Implements Variational Auto Encoder (VAE) [Kingma and Welling's "Auto-Encoding Variational Bayes"] and associated training code for CelebA, plus the inference code for latent space sampling. You need to get the CelebA data separately and unzip under ./data/
due to download restrictions imposed by Google.
Set up the environment (using miniconda)
$ conda create --name "vae" python=3.6.12
$ conda activate vae
$ pip install -r requirements.txt
If you don't specify any flags, it trains for batch=128
and epochs=50
. During training, generated reconstruction and random sampled results are saved under results/
folder. Also the model weights after each epoch is saved under results.model/
folder.
$ python train_vae.py
Reconstruction of input pictures (top row: original, bottom row: reconstructed) after 30 epochs. Smaller kld_weight makes reconstruction to be a more accurate representation of the original (see below). See Notes on The Loss function (Training related)
kld_weight = 0.00025 (small) | kld_weight = 0.025 (large) |
However, larger kld_weight (for regularization term) enables to learn a latent space that follows Normal distribution more strictly and reduce the sparsity. From the following table it is visible that as the latent space is better approximated by the Normal distribution (i.e. larger kld_weight), random sample becomes more accurate (i.e. less random colors).

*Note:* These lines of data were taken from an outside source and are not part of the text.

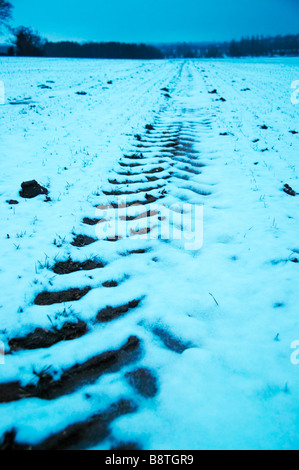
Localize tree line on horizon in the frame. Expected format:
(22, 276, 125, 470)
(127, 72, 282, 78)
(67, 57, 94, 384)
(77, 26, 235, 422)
(3, 29, 299, 59)
(159, 34, 299, 58)
(43, 40, 163, 59)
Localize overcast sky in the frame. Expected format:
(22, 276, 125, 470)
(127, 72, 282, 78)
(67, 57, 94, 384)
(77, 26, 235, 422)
(8, 0, 299, 43)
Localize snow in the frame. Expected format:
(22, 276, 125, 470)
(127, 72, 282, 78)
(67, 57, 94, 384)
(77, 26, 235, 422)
(0, 56, 299, 450)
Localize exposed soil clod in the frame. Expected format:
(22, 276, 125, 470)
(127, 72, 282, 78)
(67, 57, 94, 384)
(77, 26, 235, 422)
(71, 235, 97, 247)
(82, 217, 105, 226)
(0, 399, 137, 450)
(6, 200, 19, 205)
(38, 84, 52, 89)
(34, 286, 91, 306)
(35, 399, 137, 450)
(19, 180, 48, 199)
(120, 209, 159, 221)
(96, 299, 141, 323)
(144, 167, 165, 174)
(152, 326, 192, 354)
(0, 429, 30, 450)
(102, 281, 118, 288)
(124, 154, 144, 160)
(0, 382, 22, 405)
(130, 227, 151, 236)
(283, 184, 297, 196)
(9, 99, 35, 106)
(119, 162, 143, 168)
(118, 171, 142, 176)
(53, 259, 104, 275)
(105, 236, 122, 242)
(0, 336, 141, 404)
(125, 367, 158, 398)
(111, 442, 141, 451)
(146, 176, 159, 182)
(8, 320, 88, 352)
(109, 178, 145, 185)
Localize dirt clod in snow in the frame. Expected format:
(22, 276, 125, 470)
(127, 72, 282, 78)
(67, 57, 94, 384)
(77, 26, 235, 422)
(34, 287, 91, 305)
(125, 367, 158, 398)
(0, 337, 141, 406)
(152, 326, 192, 354)
(0, 400, 137, 450)
(102, 281, 118, 288)
(38, 84, 52, 90)
(6, 200, 19, 205)
(0, 430, 28, 450)
(96, 299, 141, 323)
(19, 180, 48, 199)
(53, 259, 104, 274)
(9, 321, 88, 352)
(82, 217, 105, 226)
(71, 235, 97, 247)
(283, 184, 297, 196)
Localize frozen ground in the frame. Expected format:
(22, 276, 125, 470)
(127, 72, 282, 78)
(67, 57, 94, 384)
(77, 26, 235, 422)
(0, 57, 298, 450)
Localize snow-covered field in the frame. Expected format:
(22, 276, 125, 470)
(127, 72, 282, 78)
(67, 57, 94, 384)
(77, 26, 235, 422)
(0, 57, 298, 450)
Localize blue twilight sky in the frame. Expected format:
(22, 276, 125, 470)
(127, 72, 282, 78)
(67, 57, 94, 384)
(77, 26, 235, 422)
(8, 0, 299, 43)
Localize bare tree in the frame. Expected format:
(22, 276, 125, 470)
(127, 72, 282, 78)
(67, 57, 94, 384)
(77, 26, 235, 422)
(0, 0, 12, 23)
(14, 26, 45, 56)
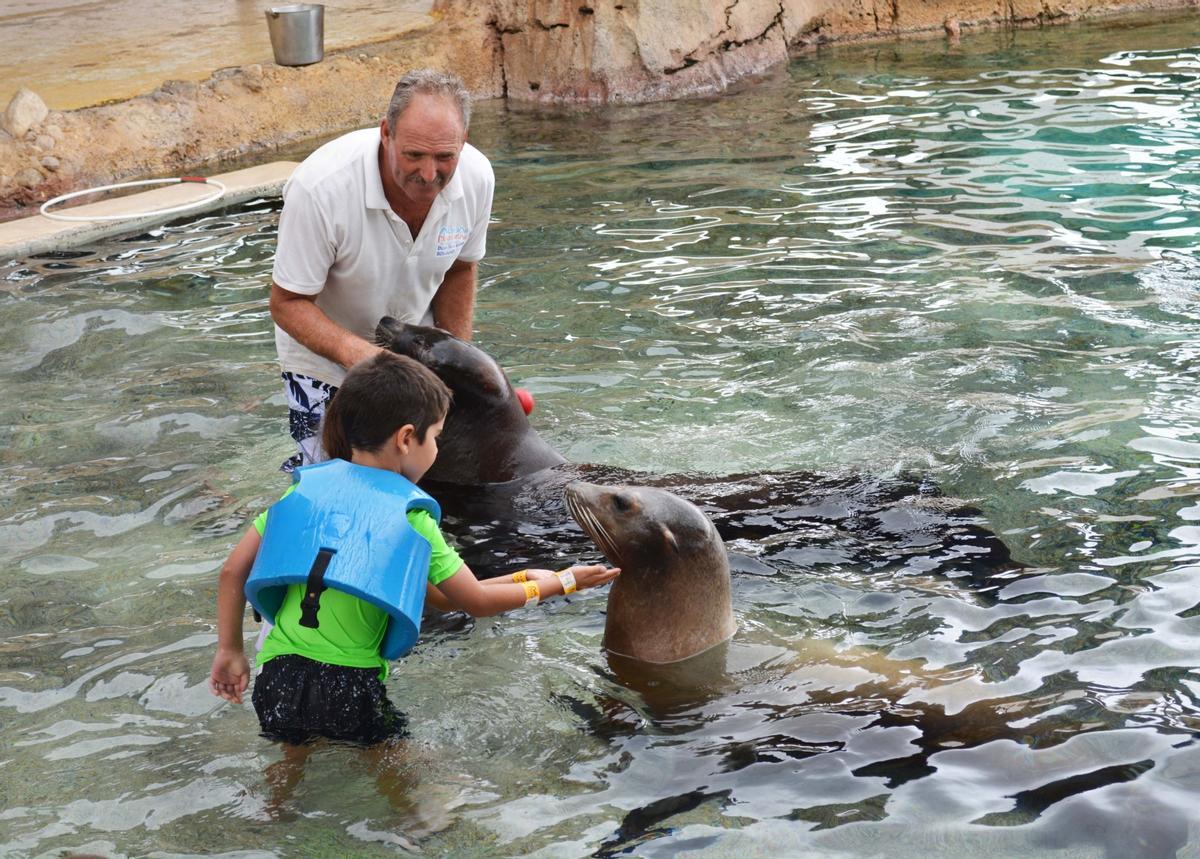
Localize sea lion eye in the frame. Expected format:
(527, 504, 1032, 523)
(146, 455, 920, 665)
(612, 493, 633, 512)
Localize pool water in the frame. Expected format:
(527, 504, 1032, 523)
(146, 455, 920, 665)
(4, 11, 1200, 856)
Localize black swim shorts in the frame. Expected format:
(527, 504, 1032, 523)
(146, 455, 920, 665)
(252, 654, 409, 746)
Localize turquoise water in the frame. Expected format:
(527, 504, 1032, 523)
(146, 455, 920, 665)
(3, 11, 1200, 856)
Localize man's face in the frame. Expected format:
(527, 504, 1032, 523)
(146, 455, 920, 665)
(379, 94, 465, 211)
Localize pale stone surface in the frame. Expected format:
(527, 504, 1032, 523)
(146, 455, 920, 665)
(0, 161, 297, 259)
(0, 0, 434, 112)
(3, 88, 49, 138)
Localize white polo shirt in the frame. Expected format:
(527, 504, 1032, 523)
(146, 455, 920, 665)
(272, 127, 494, 385)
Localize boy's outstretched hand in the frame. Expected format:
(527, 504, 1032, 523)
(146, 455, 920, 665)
(209, 648, 251, 705)
(565, 564, 621, 590)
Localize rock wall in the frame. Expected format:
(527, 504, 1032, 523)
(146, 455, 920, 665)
(1, 0, 1195, 222)
(449, 0, 1197, 104)
(478, 0, 800, 103)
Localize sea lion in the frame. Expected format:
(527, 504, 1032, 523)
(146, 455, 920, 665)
(377, 318, 1017, 590)
(565, 480, 736, 664)
(559, 480, 1006, 730)
(560, 480, 1058, 784)
(374, 316, 564, 484)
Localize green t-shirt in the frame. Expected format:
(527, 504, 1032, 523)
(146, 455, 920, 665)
(253, 495, 462, 679)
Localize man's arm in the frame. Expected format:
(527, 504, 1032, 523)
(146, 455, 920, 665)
(430, 259, 477, 341)
(270, 282, 384, 369)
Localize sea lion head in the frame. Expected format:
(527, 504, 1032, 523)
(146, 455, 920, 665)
(376, 317, 513, 411)
(565, 481, 736, 664)
(375, 318, 564, 483)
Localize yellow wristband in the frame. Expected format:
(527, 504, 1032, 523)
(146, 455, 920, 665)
(511, 570, 528, 583)
(555, 569, 577, 595)
(522, 581, 540, 607)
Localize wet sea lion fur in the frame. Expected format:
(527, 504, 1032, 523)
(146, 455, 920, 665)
(566, 481, 736, 664)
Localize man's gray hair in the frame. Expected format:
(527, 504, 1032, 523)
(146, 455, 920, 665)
(386, 69, 472, 132)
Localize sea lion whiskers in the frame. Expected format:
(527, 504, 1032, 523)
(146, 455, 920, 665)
(568, 492, 623, 566)
(577, 495, 620, 563)
(585, 507, 623, 566)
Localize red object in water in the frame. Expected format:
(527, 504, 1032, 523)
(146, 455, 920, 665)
(515, 387, 535, 415)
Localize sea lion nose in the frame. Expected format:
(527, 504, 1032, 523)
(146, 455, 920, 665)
(565, 480, 596, 496)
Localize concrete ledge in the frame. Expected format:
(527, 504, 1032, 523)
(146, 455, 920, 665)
(0, 161, 297, 260)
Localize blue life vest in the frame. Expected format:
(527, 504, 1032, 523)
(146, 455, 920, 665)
(244, 458, 441, 660)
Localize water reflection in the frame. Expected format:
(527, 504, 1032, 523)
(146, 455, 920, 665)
(2, 11, 1200, 857)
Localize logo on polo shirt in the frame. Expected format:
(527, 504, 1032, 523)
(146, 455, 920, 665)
(436, 225, 469, 257)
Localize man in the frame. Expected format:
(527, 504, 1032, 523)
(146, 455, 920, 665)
(269, 69, 494, 471)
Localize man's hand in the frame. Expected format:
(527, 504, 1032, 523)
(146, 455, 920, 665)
(343, 337, 388, 367)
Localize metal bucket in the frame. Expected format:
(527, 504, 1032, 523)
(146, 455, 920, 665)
(265, 4, 325, 67)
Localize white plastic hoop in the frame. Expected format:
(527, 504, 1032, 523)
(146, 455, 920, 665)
(39, 177, 227, 222)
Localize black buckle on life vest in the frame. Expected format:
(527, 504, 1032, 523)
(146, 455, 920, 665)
(298, 548, 336, 629)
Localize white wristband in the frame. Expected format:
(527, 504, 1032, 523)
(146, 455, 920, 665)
(555, 569, 577, 595)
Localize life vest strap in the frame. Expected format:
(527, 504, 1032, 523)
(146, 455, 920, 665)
(298, 547, 337, 629)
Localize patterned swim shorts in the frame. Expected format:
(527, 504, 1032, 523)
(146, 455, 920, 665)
(253, 654, 408, 746)
(281, 372, 339, 473)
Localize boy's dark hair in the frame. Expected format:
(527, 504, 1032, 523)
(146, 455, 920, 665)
(321, 351, 452, 462)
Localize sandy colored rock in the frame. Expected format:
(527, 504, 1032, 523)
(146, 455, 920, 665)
(242, 65, 266, 93)
(3, 88, 49, 139)
(15, 168, 43, 189)
(458, 0, 797, 103)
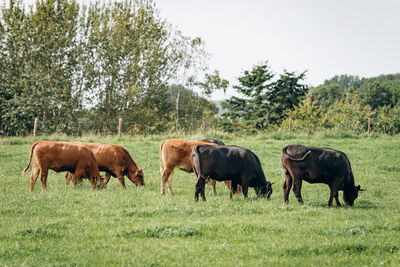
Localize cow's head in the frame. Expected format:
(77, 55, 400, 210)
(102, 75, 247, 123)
(129, 168, 145, 186)
(343, 185, 366, 206)
(255, 182, 274, 199)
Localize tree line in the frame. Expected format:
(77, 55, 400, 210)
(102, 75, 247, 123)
(220, 64, 400, 135)
(0, 0, 224, 136)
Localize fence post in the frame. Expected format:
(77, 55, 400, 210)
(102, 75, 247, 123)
(202, 118, 206, 134)
(368, 118, 371, 134)
(289, 118, 292, 134)
(118, 118, 122, 138)
(33, 118, 38, 137)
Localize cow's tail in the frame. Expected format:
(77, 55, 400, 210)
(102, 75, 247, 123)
(282, 146, 311, 162)
(159, 140, 165, 175)
(191, 145, 201, 178)
(22, 142, 39, 174)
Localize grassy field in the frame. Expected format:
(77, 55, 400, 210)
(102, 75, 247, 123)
(0, 133, 399, 266)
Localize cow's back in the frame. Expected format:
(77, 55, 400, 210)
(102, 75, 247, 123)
(193, 145, 266, 184)
(34, 141, 98, 175)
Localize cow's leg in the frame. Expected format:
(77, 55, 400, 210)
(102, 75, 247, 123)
(88, 176, 97, 189)
(282, 168, 293, 205)
(328, 181, 342, 207)
(167, 173, 174, 195)
(102, 173, 111, 188)
(72, 172, 84, 188)
(29, 167, 40, 192)
(292, 178, 303, 204)
(160, 168, 173, 195)
(65, 172, 73, 185)
(115, 171, 126, 189)
(200, 178, 206, 201)
(334, 193, 342, 207)
(195, 177, 205, 201)
(229, 182, 238, 199)
(210, 179, 217, 195)
(40, 168, 49, 190)
(242, 186, 249, 199)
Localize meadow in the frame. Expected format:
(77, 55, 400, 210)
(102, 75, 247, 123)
(0, 133, 399, 266)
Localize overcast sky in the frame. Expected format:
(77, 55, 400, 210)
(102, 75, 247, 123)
(20, 0, 400, 100)
(155, 0, 400, 99)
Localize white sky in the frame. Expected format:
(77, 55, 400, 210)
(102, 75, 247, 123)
(19, 0, 400, 100)
(155, 0, 400, 99)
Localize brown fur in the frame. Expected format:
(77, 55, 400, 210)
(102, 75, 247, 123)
(159, 139, 216, 195)
(65, 142, 144, 189)
(22, 141, 100, 191)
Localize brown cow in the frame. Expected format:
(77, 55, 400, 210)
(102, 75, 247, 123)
(22, 141, 101, 191)
(159, 139, 217, 195)
(65, 142, 144, 189)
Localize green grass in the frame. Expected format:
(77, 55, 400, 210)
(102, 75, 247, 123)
(0, 134, 399, 266)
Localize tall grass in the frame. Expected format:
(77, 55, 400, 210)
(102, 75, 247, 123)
(0, 134, 399, 266)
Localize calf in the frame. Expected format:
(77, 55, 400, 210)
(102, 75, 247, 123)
(22, 141, 101, 191)
(191, 144, 273, 201)
(281, 144, 365, 206)
(65, 142, 144, 189)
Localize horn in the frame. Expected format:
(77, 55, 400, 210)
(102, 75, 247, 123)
(357, 185, 366, 191)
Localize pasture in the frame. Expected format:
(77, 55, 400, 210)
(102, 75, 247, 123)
(0, 133, 399, 266)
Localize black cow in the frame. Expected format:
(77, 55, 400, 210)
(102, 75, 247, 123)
(201, 138, 225, 146)
(191, 144, 273, 201)
(201, 138, 241, 195)
(281, 144, 365, 207)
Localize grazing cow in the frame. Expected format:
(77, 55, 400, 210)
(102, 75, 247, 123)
(191, 144, 273, 201)
(281, 144, 365, 206)
(159, 139, 218, 195)
(201, 138, 242, 195)
(22, 141, 101, 191)
(65, 142, 144, 189)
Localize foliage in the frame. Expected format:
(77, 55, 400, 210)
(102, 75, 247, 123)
(1, 0, 82, 135)
(310, 73, 400, 112)
(309, 83, 345, 111)
(266, 70, 308, 124)
(374, 105, 400, 134)
(0, 0, 221, 136)
(281, 97, 324, 133)
(361, 81, 393, 110)
(221, 63, 308, 132)
(323, 94, 374, 134)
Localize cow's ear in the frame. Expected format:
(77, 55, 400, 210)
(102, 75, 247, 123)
(270, 182, 275, 185)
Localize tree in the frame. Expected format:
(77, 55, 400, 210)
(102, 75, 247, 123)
(222, 63, 274, 130)
(82, 0, 213, 134)
(281, 97, 324, 133)
(324, 94, 373, 134)
(362, 81, 393, 110)
(309, 83, 345, 111)
(266, 70, 308, 124)
(221, 63, 308, 131)
(0, 0, 81, 135)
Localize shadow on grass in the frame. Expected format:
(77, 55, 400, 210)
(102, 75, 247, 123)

Some 64 pictures generated by randomly sampled latent codes from the distribution is shown below.
kld_weight = 0.00025 (small) | kld_weight = 0.025 (large) |
Interpolation results between two random CelebA pictures are saved as rndpics_interpolate.{gif,png}
python test_vae.py
Some examples of interpolation between two pictures by sampling from the latent space and generating images for each latent code
Another way to experiment with the latent space is, instead of interpolating between two pictures, interpolate for each latent entry and try to find one that controls a meaningful feature, such as "smile". For ex. by using the default checkpoint in test_vae.py
, when interpolated the latent vector entry 3, the network controls the smile on the person's face.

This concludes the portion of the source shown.